Корнелю вновь снял с пояса детектор магической энергии. Оба золотых листочка провисли – это значило, что левиафан уплыл со становой жилы. Подводник крутил инструмент так и сяк, но листки оставались недвижимы. Корнелю облегчил душу черной руганью – почему бы нет, все равно никто не слышит.

Он подал зверю знак направиться на юг. Когда позади осталось, по прикидкам подводника, около полумили, он остановил левиафана и вновь вытащил инструмент. Золотые листочки обвисли еще более уныло.

Корнелю хмыкнул. Хоть он и не нашел становой жилы, зато выяснил точно, где ее нет. А это помогало определить, где она находится. Развернув левиафана на север, подводник миновал – или так ему показалось – место, откуда начал поиски, и вскоре снова обратился к детектору. Листки начали расходиться.

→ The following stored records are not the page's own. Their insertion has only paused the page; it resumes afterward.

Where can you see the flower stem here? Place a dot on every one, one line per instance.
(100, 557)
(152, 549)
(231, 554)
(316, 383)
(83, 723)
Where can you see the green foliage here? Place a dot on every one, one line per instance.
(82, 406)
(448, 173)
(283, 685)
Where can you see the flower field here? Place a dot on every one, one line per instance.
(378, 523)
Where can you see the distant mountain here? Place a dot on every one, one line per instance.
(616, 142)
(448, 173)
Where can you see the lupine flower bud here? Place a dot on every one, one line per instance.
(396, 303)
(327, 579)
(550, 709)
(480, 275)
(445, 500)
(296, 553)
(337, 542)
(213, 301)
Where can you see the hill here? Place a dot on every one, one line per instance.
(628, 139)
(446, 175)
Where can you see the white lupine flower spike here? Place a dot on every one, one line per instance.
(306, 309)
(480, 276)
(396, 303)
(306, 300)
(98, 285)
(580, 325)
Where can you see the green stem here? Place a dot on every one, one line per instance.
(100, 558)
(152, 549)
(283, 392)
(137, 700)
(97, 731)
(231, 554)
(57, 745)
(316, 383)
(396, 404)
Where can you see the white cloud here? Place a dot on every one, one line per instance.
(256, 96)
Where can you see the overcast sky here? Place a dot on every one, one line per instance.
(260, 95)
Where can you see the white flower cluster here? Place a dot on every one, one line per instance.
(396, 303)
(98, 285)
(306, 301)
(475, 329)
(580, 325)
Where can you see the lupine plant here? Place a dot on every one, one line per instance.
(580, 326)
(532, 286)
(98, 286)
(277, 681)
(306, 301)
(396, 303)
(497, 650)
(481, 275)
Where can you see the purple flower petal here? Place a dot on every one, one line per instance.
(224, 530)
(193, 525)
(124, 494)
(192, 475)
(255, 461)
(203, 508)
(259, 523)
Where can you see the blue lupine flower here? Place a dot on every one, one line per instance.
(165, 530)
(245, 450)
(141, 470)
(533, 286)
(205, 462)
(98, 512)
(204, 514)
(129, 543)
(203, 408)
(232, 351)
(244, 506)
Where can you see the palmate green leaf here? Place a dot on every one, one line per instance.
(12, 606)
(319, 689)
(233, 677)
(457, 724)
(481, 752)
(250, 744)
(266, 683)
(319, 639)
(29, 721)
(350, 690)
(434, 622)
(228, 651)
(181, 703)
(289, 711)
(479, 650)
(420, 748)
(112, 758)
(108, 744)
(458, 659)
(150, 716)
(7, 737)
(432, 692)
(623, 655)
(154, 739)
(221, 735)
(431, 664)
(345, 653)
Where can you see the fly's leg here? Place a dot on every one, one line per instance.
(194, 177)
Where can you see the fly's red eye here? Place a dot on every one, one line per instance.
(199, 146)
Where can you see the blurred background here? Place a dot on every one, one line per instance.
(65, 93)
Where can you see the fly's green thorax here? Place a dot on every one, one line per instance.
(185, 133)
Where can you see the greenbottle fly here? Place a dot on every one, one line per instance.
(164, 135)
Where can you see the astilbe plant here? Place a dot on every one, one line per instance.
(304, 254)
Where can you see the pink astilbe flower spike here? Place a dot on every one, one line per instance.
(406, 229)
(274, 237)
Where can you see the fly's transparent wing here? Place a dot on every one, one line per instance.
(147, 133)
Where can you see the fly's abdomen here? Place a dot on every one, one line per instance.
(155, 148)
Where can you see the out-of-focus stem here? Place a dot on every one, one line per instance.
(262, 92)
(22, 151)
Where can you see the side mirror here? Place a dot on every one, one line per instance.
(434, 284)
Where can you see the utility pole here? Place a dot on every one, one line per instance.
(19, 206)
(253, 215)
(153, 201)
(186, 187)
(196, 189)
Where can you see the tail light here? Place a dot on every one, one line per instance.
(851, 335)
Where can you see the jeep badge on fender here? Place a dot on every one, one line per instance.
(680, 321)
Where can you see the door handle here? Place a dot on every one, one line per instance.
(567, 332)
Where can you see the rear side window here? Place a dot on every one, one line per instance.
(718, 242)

Очень скоро он вновь вышел на становую жилу и направил левиафана вдоль нее, на юго-запад, в направлении альгарвейских прибрежных вод. Вот только где прятались боевые корабли, что поддерживали власть Альгарве над этими водами?

Большинство патрульных рейсов по неизбежности – океан безбрежен, а цели в нем редки и малы – кончалось ничем. До сих пор все усилия Корнелю в ходе этой войны оказывались тщетны. Подводник не знал, сколько еще тщеты он в силах будет перенести.

Едва эта мысль успела сформироваться в голове, как подводник заметил на горизонте темное пятнышко. Надежда вернулась к нему. Если он сможет возвратиться в Сетубал, потопив альгарвейский корабль, даже надменным лагоанцам придется отдать ему должное.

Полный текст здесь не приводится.